Despite Security Concerns, Operators of ATMs Prepare For Move To Windows
Look for ATM upgrading to run willy-nilly in the next couple years as most credit unions are pressed to move operating systems to Microsoft Windows.
"The ATM industry is forcing every one of us down an upgrade path," said John Shipe, chief information officer at Alaska USA FCU.
Alaska USA announced today it will replace its IBM software for ATMs with the Windows-based VISTAatm terminal software, provided by London, Ontario-based Phoenix Interactive Design, Inc.
The migration will take the CU's fleet of 112 NCR ATMs to the Windows XP operating system from IBM's OS/2 by mid-2006 to cap off what will be a two-year ATM hardware and software replacement project, Shipe continued.
IBM announced in July it will bury the prevalent OS/2 operating system at year's end and cut off product support by the end of 2006.
That's big news for credit unions: About 80% of CUs run their ATMs on Big Blue, according to Raleigh, NC-based Nexus Software, which provides retail banking middleware, and Atlanta Computer Group ATM Remarketers, which sells refurbished ATMs.
Credit unions that wait to migrate could get caught with their ATMs down.
"When the mass move to Windows takes place, small credit unions could get trampled," said Scott Anderson, director of Business Development and Client Services for Phoenix Interactive.
"Alaska USA has been proactive, putting a lot of time and effort into thinking about the Windows environment and enterprise management issues," Anderson continued. "Credit unions that wait to upgrade may have to make some hard and fast decisions."
Shipe said the time is ripe for CUs to focus on the ATM operating system scene. "Any credit union that has a deployment of ATMs needs to pay attention to strategy or else risk being caught flat-footed."
For many, the move to Microsoft will be made with reluctance and defeat. Most CUs can't consider alternative systems-Linux- and UNIX-supported platforms are too demanding for many IT departments.
Raft of Potential Problems
Yet the Microsoft system is notorious as a target for cybercrime and system failures.
Therefore, CUs need to hash out how they're going to handle Windows' deficiencies, Shipe said. "Windows introduces a whole new raft of security- and reliability-related problems that are going to require proactive management," he said.
Alaska USA's IT team is preparing for the onslaught on ATMs by sparring with vulnerabilities on its existing Windows-based desktops.
The $2.9-billion CU has learned how to maximize Windows-based ATM security and reliability on its desktops by automatically locking down unauthorized or nonessential applications and instantly pushing out virus updates and patches.
"We'll take what we've learned on the desktops and apply it to the ATMs," Shipe explained.

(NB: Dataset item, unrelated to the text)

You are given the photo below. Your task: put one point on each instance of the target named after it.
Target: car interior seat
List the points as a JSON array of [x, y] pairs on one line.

Though the Windows world brings a host of headaches, Shipe said there will also be features to enjoy for the CU and members alike.
"We think we can enhance the member experience via the Phoenix platform," he explained. "Our new platform will enable us to conduct targeted marketing and cross-market our other channels, including homebanking and kiosks, in order to convey a consistent message to our members. We'll also be able to meet regulatory requirements, particularly the American Disability Act, and take advantage of opportunities created by Check 21."

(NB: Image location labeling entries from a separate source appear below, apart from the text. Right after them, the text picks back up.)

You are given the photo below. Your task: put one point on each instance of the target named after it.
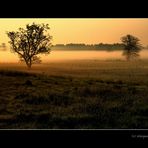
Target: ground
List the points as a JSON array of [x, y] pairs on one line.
[[84, 94]]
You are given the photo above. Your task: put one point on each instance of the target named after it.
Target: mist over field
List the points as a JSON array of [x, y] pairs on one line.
[[73, 74]]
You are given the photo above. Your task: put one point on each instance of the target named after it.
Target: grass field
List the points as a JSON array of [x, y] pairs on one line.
[[82, 94]]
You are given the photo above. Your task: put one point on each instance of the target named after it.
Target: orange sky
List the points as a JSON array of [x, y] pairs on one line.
[[89, 31]]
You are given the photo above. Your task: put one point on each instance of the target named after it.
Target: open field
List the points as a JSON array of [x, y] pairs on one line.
[[75, 94]]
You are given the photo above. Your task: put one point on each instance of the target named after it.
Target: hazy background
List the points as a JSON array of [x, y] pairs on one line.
[[88, 31]]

Anderson also turned the tables, envisioning the move to Windows as a potential competitive advantage for CUs over banks and a "great opportunity for credit unions to be leaders in bringing more features to members through a self-service channel. The capabilities provided by Windows could offer a quick way to win market share in the ATM space before the masters of the universe do something with the channel first."